Brewer’s statement made no reference to his grandson Evan Brewer. The three-year-old Wichita boy’s body was found encased in concrete in September. Evan’s mother, Miranda Miller, and her boyfriend, Stephen Bodine, are in jail and charged with murder.
A family spokeswoman has previously said that DCF officials informed the family that a case file was dishonestly altered after Evan’s death.
Evan’s father, Carlo Brewer, is Carl Brewer’s son. Carl Brewer has said his family sought welfare checks on Evan from DCF multiple times.
Records released to The Eagle show a report of detailed allegations of abuse was not forwarded to a social worker investigating the case. Evan was never removed from the home, where he lived with chronic methamphetamine users who are now charged with his murder.
“(DCF) has failed thousands of families across the state over the past six years.

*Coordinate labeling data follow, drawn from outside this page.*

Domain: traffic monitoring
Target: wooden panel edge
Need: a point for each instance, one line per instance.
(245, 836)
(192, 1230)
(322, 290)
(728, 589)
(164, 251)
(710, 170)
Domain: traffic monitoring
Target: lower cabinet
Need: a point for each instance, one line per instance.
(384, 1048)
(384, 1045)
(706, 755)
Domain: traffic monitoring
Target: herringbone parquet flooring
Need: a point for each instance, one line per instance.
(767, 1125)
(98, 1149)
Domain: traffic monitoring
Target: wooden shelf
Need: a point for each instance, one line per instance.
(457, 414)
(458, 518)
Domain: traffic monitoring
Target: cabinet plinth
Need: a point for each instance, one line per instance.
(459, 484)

We have heard from countless people desperately trying to get the protection they need for their kids but they have not received an adequate response from the state agency,” Brewer said.
House Democratic Leader Jim Ward, who is also running for governor, said he wants to know what actions Meier-Hummel has taken to prevent dishonesty at the agency and what methods are in place to ensure new rules and procedures being followed.

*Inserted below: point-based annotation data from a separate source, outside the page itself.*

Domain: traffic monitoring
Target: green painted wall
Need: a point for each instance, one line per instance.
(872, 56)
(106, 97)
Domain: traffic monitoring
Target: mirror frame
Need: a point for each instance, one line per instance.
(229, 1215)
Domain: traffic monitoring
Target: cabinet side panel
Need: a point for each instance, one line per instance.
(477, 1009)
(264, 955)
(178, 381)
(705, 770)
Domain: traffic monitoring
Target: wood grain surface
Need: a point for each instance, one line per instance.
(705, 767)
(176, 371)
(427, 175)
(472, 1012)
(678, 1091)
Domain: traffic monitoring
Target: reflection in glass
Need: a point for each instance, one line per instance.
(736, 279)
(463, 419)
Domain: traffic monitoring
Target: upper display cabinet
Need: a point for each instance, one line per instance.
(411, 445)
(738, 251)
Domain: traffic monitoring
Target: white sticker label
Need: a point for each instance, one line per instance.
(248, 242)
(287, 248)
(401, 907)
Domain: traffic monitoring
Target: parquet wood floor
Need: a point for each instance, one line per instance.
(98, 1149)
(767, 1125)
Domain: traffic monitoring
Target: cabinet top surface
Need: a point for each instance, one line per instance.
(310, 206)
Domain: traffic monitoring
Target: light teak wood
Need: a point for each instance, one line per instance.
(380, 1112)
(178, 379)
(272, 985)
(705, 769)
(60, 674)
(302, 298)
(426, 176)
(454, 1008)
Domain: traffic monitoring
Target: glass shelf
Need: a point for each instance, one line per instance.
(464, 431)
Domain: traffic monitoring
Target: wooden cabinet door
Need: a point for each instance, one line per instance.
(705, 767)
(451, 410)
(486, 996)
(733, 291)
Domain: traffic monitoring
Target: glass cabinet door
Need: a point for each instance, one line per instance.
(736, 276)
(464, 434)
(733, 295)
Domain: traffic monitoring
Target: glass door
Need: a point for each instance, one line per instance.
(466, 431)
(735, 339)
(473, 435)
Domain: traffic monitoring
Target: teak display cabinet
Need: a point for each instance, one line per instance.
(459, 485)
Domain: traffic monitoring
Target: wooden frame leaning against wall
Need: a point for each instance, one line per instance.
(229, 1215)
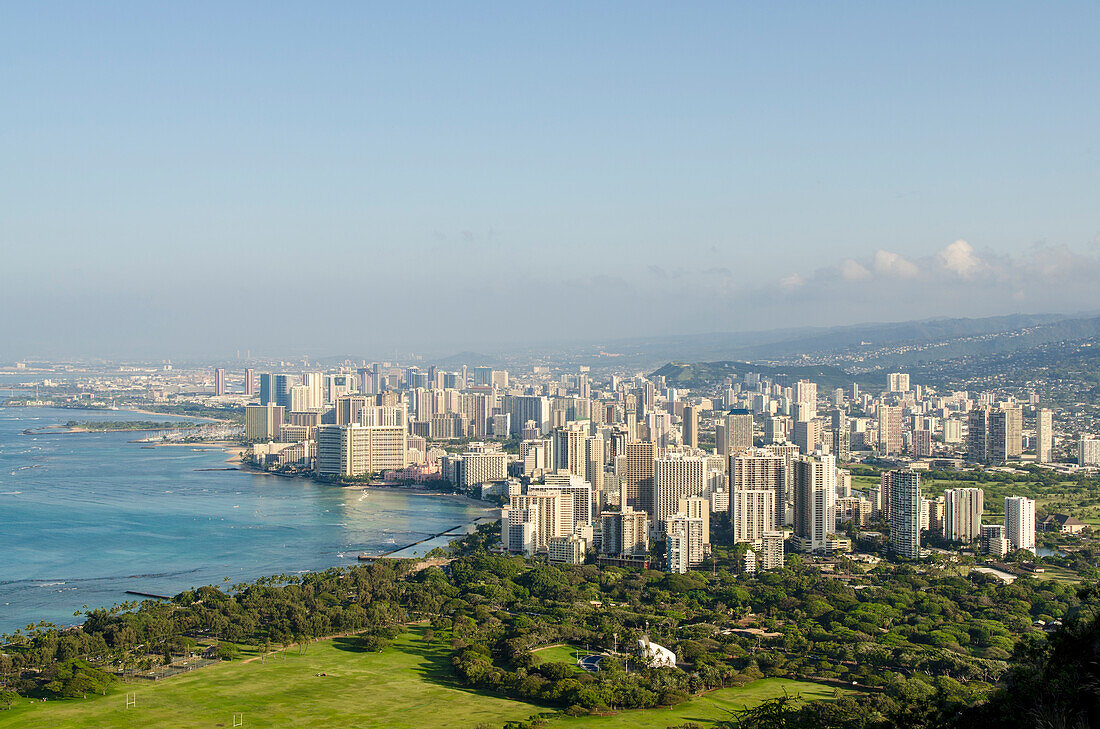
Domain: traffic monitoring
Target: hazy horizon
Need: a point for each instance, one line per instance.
(187, 181)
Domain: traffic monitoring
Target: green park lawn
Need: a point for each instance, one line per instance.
(406, 686)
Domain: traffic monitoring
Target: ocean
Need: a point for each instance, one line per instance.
(86, 517)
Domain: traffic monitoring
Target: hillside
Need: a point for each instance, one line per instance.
(705, 374)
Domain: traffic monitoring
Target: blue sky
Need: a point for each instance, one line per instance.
(448, 174)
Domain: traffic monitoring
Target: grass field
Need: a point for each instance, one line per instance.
(405, 686)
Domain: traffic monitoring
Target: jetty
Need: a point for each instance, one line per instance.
(153, 595)
(453, 531)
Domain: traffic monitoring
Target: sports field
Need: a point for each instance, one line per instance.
(406, 686)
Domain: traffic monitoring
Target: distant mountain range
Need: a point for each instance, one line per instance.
(702, 374)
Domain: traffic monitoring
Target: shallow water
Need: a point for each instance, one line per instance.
(86, 517)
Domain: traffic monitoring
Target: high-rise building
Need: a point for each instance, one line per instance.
(281, 390)
(922, 443)
(348, 408)
(814, 500)
(734, 432)
(691, 426)
(575, 486)
(519, 529)
(1044, 434)
(898, 382)
(1020, 522)
(1008, 431)
(356, 450)
(890, 430)
(262, 422)
(624, 532)
(751, 512)
(683, 543)
(994, 435)
(637, 475)
(554, 512)
(905, 514)
(994, 542)
(483, 467)
(842, 435)
(963, 509)
(527, 407)
(697, 507)
(770, 550)
(761, 470)
(805, 434)
(675, 477)
(266, 388)
(805, 391)
(1088, 451)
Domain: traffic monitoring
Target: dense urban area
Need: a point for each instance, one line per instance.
(923, 551)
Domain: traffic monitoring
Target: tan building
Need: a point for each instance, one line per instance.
(262, 422)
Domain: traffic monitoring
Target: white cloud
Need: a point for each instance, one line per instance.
(892, 264)
(853, 271)
(794, 280)
(959, 258)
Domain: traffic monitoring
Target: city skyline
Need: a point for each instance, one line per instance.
(711, 168)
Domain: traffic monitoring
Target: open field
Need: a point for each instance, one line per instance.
(405, 686)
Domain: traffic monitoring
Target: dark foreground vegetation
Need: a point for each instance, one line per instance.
(924, 645)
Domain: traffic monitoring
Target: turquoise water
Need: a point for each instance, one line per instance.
(86, 517)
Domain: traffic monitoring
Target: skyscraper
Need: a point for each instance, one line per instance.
(281, 390)
(734, 432)
(842, 435)
(762, 470)
(624, 532)
(751, 512)
(637, 475)
(898, 382)
(691, 426)
(994, 435)
(1020, 522)
(890, 432)
(683, 543)
(1044, 434)
(963, 509)
(905, 514)
(814, 500)
(675, 477)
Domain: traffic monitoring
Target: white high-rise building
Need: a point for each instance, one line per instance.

“She presents well. She says the right things. But back in the rooms where we don’t get to follow her, where we don’t get to track – what’s actually happening and how can I hold her accountable?” Ward said.

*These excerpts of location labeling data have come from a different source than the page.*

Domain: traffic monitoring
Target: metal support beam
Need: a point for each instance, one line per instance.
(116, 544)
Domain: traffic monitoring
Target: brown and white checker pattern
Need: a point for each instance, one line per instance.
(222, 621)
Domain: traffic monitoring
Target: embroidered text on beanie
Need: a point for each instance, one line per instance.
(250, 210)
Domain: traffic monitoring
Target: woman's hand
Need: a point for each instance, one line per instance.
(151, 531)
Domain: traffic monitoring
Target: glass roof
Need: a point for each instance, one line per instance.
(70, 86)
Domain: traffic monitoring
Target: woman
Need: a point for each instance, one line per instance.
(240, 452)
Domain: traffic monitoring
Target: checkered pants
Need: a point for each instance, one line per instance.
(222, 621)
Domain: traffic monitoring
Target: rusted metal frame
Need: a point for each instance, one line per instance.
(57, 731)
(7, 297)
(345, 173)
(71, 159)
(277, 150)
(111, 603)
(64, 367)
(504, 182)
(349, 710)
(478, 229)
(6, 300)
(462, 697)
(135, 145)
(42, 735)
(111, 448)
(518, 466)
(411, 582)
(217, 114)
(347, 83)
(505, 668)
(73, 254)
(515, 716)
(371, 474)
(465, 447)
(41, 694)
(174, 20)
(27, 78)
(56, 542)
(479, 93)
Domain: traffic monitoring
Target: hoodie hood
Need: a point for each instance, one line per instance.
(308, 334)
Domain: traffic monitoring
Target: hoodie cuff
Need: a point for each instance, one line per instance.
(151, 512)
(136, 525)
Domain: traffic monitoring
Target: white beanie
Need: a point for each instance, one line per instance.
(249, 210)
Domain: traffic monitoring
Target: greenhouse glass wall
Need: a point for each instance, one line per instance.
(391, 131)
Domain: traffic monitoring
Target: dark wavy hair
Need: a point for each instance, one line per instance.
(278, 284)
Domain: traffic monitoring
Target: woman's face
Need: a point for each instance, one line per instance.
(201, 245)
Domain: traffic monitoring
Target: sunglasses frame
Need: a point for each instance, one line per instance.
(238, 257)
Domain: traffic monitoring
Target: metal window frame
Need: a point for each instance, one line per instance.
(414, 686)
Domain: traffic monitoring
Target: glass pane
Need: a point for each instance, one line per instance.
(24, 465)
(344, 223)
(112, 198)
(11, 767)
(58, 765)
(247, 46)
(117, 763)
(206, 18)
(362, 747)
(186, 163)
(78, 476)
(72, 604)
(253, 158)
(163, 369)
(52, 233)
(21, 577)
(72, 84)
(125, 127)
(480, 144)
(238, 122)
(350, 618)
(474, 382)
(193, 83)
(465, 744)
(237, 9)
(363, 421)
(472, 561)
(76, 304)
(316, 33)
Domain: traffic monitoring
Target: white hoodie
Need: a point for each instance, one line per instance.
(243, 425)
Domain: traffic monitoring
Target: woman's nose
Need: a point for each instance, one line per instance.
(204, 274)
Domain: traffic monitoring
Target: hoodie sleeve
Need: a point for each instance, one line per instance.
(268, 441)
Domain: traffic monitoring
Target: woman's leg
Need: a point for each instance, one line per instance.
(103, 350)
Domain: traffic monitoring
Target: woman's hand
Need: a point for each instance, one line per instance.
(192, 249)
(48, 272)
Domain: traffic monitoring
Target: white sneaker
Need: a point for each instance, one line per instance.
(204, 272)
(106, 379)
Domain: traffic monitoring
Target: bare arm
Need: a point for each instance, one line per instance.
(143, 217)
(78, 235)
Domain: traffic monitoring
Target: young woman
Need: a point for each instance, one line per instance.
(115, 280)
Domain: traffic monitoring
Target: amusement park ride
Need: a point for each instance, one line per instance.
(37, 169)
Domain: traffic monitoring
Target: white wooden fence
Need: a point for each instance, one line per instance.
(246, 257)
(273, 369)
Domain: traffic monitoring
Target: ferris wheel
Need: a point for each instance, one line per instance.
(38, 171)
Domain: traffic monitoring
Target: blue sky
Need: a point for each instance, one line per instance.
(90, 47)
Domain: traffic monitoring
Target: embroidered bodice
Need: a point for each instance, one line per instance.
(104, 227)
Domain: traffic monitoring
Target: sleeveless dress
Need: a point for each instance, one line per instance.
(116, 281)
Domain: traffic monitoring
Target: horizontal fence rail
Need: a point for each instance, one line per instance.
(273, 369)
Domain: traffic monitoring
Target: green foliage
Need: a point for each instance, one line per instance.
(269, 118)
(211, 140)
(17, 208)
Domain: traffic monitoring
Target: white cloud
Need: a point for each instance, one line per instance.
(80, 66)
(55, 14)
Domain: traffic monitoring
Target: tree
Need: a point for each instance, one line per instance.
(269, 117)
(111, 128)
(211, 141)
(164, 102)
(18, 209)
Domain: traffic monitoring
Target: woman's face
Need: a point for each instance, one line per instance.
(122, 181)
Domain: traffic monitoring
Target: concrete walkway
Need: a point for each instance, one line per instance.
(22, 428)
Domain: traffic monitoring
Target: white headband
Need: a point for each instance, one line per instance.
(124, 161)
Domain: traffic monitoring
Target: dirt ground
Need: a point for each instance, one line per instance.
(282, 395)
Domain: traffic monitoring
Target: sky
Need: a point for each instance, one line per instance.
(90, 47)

Democratic candidate Josh Svaty advocates a wait-and-see approach.
“Honestly, she’s not been in the position long enough to make a full assessment,” Svaty said.
Kelly said that as governor she will consider people for positions regardless of party or affiliation.
“I will take into consideration that our agencies have been under incredible stress over the past seven years and that my intention would be to make appointments that reduce that stress, that allow for as much continuity if things are going well rather than unnecessarily upsetting the apple cart,” Kelly said.
Gov. Jeff Colyer brought on Meier-Hummel to reform the agency amid intense public scrutiny over child deaths, children missing from foster care and others who sleep in offices because placements can’t be found.
Meier-Hummel is asking the Legislature for a $16 million budget increase for DCF. The additional funds will be used to hire more child welfare staff, reserve emergency beds to keep children from having to sleep in offices, and hire more investigative staff to help track down missing youth.
Last month, she also dismissed Bill Gale, who was leading the DCF’s Wichita regional office. Recent “child tragedies” in the area helped drive the decision.
Some DCF staff also are being re-trained, Meier-Hummel has indicated recently.
“We know that we have a lot of work to do to gain the public’s trust in terms of being transparent,” Meier-Hummel told lawmakers last week. “We know that there have been some things that haven’t gone so right in recent years, so we’re working very hard to own those difficulties when they exist and not hide from them but tell the public what they are and tell the public what we’re doing about them.”
Meier-Hummel replaced Phyllis Gilmore, who retired as DCF secretary late last year. The announcement of her departure came weeks after the discovery of Evan’s body and revelations that upwards of 70 children are missing from the state’s foster care system.
Sam Brownback was governor at the time, but Colyer announced her selection.